ASHLAND -- Who knew Ashland County was once home to a very famous and accomplished opera singer?
Miss Mabel Berra was born in Crestline, Ohio, on October 1, 1886, to Ashlanders John Berra and Sarah “Sadie” Stiner. She moved from Toledo to Loudonville in 1913 after her parents separated. Mabel worked hard and trained in Toledo, Indianapolis, and Berlin, Germany to become a classical opera singer.
Mabel was discovered by Adelina Otti, another opera singer, in Toledo. Otti met with Berra and listened to her sing after learning she had a beautiful soprano voice. She was impressed with what she heard and provided 16-year-old Mabel with a few informal lessons.

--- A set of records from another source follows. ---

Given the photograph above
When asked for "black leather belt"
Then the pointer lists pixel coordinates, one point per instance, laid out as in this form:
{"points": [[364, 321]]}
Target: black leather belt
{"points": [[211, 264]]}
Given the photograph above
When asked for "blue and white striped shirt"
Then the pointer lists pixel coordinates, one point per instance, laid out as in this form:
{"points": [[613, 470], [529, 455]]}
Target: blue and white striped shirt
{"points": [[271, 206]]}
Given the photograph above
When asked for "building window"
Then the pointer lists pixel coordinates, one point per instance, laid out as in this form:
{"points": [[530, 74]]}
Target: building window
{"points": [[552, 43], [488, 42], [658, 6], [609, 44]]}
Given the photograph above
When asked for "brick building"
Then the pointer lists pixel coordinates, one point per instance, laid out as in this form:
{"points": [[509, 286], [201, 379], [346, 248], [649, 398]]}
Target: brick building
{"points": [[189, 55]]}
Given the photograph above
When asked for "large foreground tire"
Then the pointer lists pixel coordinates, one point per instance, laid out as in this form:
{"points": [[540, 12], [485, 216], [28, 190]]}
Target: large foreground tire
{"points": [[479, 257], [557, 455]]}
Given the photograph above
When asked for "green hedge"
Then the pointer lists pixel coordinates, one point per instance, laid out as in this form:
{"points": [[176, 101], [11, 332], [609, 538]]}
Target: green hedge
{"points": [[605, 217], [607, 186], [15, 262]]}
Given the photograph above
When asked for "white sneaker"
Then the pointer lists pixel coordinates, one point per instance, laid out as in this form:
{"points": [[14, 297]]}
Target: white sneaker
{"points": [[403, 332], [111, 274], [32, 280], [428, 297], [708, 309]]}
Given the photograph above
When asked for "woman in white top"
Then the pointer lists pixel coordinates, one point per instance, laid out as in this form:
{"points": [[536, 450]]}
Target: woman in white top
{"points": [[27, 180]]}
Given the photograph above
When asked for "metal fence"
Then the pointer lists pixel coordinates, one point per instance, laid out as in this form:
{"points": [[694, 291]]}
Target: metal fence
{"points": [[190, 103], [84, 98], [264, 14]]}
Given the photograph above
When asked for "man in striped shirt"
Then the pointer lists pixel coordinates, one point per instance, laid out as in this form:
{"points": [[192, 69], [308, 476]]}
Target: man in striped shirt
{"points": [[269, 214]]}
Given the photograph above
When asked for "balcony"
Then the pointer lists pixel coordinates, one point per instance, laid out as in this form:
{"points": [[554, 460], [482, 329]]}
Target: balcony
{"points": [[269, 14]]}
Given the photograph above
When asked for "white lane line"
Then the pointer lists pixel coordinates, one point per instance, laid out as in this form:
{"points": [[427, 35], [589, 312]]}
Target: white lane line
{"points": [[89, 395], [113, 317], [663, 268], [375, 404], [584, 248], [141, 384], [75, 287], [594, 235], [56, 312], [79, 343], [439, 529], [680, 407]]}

Mabel eventually was summoned to fill in at the local Keith Theatre. She immediately gained popularity and was quickly signed to a contract that boasted the highest ever paid salary to a newcomer to the opera scene. Mabel then made her professional debut in Winnipeg.
Within a couple of years, Mabel was performing in Chicago, New York and other major U.S. cities. By the young age of 22, she was widely popular for her voice that had an unusual vocal range encompassing three complete octaves, as well as her costumes, grace and beauty. The opera La traviata (The Fallen Woman) was first performed in 1853 and made Mabel famous. La traviata is still immensely popular today.
Mabel became a prima donna for the Metropolitan Opera in New York City. She traveled overseas and performed in cities such as Paris, Vienna, London, Berlin, Budapest, Amsterdam and Munich. Mabel also became well-known for her vaudeville and comedic opera talents. She was nicknamed the “Venus of Vaudeville” and “the beautiful girl with the beautiful voice.”
Mabel performed under her maiden name but was known in private as Mrs. Charlie Allen. She met Charlie in 1913 while on tour and married him in the early 1920’s. He was a booking agent for the Keith Vaudeville circuit.
Charlie and Mabel settled down in Great Neck, Long Island. On December 22, 1928, Mabel was on her way home after dropping Charlie at the local train station.
She allowed their dog, Buster, a Boston terrier, a bit of play time along the road. When she noticed traffic approaching, she exited her vehicle to retrieve the dog. Mabel was tragically struck and killed after a driver swerved to avoid hitting the dog.
Mabel’s funeral service was held on December 26, 1928, in her mother’s home on West Main Street in Loudonville.
She was buried in the family plot located in Hayesville’s Vermilion Cemetery. Her mother had a brilliant memorial built of silver-gray marble with a cornice that supports 4 columns. The name Mabel Berra is displayed across the top with a star above her name.
On May 24, 1930, the large, impressive marker was dedicated in a memorial service. It was designed by the Ralston Granite Company of Howard, Ohio, and considered unique and unlike any other monument in Ohio at that time.
Three marble sepulchers placed at the foot of the columns mark the graves of Mabel, her mother who died in 1944, and her sister, Dolly who died in 1978.